Сорок не сорок, но время отдышаться у меня было. Итак, я летел в Кокшайск, чтобы получить тело своего сына, а потом стать обладателем или, если угодно, распорядителем целого состояния, превышающего годовой бюджет нормальной, развитой, цивилизованной страны. Внизу, у подъезда, меня и Катьку ждал мятый, посланный таинственным подполковником Тарасовым "уазик" с черными армейскими номерами, с проблесковыми фонарями на крыше, младший сержант десантных войск располагался за рулем, пускал табачный дым в физиономию телевизионной девушки, лезшей к младшему сержанту с вопросами, на которые он отвечал сжиманием готовых растянуться в улыбке пухлых губ, оператор жал на кнопочки, шла съемка, фотографы пощелкивали, все делали свою работу, в том числе и сидевшие в черной "Волге" люди с одинаковыми выражениями лиц и с одинаковыми галстуками, пальчастые, петровичи, как и обладавшие другой одинаковостью пассажиры огромного джипа с затемненными стеклами, и те и другие ждали нашего с Катькой появления, да она поспешила с одеванием купленных в универсаме трусов, на ней уже были джинсы и кроссовки, когда она вспомнила, что не оторвала от трусов бирку, ей пришлось всё с себя снимать, я положил в карман куртки бумажник, документы, Катька подхватила рюкзачок, мы вышли на лестничную клетку, я запер дверь, вспомнил про мобильный телефон, дверь отпер, нашел телефон, нашел зарядное устройство, мы наконец спустились вниз, а внизу, оказывается, была уже толпа, зеваки, какие-то странные персонажи с плакатами, на которых было жирно написано одно слово "Вон!", какие-то противники персонажей с плакатами, милицейский, для поддержания порядка, наряд, мы вышли из подъезда, я взялся за ручку дверцы "уазика", но Дарья Судоркина сунула мне в лицо микрофон и начала задавать вопросы:

– Вы являетесь прихожанином церкви вашего сына? – она была упорной, из таких хорошо делать гвозди-шурупы-крепеж, ротик у нее был маленький, губки красненькие, зубки белые, ровные, мелкие – рыбка, а не девушка. – Вы знаете, в чем суть обрядов его церкви?
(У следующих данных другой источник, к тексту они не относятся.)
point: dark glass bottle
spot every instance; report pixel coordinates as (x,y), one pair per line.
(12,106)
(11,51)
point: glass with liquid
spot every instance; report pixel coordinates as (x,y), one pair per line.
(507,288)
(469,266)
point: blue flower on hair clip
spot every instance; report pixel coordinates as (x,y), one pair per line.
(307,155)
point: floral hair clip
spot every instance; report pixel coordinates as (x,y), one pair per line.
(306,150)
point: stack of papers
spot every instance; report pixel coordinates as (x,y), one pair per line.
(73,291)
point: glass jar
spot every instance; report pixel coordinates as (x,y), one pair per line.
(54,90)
Я оглянулся: чуть поодаль стоял спецкореспондент, тонко улыбался, кособоко протирал стекла очков.

– Если средства церкви вашего сына попадут к вам, на что вы их потратите? – продолжала теледевушка. – Кто, помимо вас, может претендовать на отцовство? Вы знаете этих людей? Вы с ними знакомы?

Я был в центре внимания, вроде бы я должен был собой гордиться. Они насыпались на меня из-за отсутствия других претендентов. Мои друзья умело ушли от микрофонов, объективов, блокнотов. Они подсунули меня, подставили нате, пользуйтесь, его не жалко, ему всё равно. Мои друзья были дрянью, мне об этом надо было сказать, и я приостановился, полузамер в полусогнутом состоянии и повернулся к микрофону. Наступила тишина, даже персонажи с плакатами перестали бухтеть, затихли милицейские рации.

– Вы в курсе, что по учению вашего сына человек – это сосуд добра, что в церкви вашего сына отрицают понятие греха?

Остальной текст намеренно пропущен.